The long, steady climb to the world stage for Stephens started at age 9, included being told at 11 she’d likely not be good enough to play college tennis. It included working her way up from small events up to those much larger on the USTA’s Pro Circuit like in September 2010 when at the age of 17, she picked up a couple wins in Albuquerque to advance to the Coleman Vision quarterfinals.
That showing helped launch her onto an even bigger world stage and, last weekend, she became the first former Coleman Vision participant to win one of tennis’ majors.
Stephens, not to mention players like last weekend’s U.S. Open semifinalist Coco Vandeweghe (Coleman Vision 2009 and 2013), are among the latest poster children for the USTA’s Pro Circuit slogan of “Catch a Rising Star,” which has been used plenty through the years at Albuquerque’s $80,000 event.
This year, in its 20th anniversary with singles qualifying matches starting at 10 a.m. today, the Coleman Vision again has a stacked draw of rising stars and grinding veterans who have starred on the world stage.
Sofia Kenin, an 18-year-old from Florida, is ranked 112th in the world and made it to the round of 32 at the U.S. Open before falling to former world No. 1 Maria Sharapova.
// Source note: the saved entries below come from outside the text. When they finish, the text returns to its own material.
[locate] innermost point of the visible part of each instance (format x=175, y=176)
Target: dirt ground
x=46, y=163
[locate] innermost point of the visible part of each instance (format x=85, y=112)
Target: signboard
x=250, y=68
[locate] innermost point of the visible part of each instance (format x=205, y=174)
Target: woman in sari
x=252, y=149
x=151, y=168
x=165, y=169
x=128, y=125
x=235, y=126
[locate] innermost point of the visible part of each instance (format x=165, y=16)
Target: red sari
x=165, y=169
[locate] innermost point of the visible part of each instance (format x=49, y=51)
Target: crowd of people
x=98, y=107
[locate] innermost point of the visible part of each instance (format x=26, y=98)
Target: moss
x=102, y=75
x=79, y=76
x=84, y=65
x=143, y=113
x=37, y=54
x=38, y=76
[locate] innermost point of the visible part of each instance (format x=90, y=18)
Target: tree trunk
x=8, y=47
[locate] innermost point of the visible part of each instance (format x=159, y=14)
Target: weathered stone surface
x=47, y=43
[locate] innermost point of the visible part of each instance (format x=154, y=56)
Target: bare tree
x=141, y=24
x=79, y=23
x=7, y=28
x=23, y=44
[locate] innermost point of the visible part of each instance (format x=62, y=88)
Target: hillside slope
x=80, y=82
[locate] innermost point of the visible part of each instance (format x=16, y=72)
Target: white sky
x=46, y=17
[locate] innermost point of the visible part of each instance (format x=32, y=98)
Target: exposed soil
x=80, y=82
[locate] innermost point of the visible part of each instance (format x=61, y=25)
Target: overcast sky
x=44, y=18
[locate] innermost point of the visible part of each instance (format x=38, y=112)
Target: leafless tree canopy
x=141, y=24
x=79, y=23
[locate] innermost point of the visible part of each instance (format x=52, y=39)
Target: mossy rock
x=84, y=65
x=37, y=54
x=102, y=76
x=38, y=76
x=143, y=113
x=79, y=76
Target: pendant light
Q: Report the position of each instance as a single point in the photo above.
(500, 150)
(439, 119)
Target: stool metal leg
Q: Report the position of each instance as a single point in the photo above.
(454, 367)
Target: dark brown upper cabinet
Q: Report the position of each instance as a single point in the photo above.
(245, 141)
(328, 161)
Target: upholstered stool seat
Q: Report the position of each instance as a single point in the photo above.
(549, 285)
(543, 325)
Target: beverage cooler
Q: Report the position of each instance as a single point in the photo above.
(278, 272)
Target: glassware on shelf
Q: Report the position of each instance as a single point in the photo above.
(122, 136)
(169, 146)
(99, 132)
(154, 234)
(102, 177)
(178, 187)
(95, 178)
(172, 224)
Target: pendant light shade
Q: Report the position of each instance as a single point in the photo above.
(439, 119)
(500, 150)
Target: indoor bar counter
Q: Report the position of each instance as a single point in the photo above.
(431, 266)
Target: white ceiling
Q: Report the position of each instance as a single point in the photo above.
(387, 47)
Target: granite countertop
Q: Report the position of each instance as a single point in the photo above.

She’s scheduled to participate as the No. 2 seed, as is No. 1 seed Viktorija Golubic, a 24-year-old from Switzerland who is ranked No. 106 in the world.
Local rising stars have their go at making some noise, too.
Eldorado High sisters Carmen Corley and Ivana Corley, who each have won high school state singles titles, will compete in the doubles draw and each also will start play today in singles qualifying. So, too, will former La Cueva High School and college player Gabby Otero.
All three are among 32 trying to work their way through the qualifying draw to earn a spot in the 32-player main draw, which starts Tuesday. Doubles play, which the Corley sisters earned a wild card entry to participant in the field of 16 teams, also starts on Tuesday.
Past singles (2012) and doubles (2016) champion Maria Sanchez is also back in this year’s event.
The event, which benefits the New Mexico Youth Tennis Foundation, runs through next weekend with singles and doubles championship matches played Sept. 24. The singles champion wins $12,161 and the doubles winners share $4,460.
General admission is free each day and other ticket options are weekday box seats for $20 and VIP seating for $30. Tickets can be purchased on site or online at www.eventbrite.com (search Coleman Vision). Live streaming of center court matches is available on USTA.com.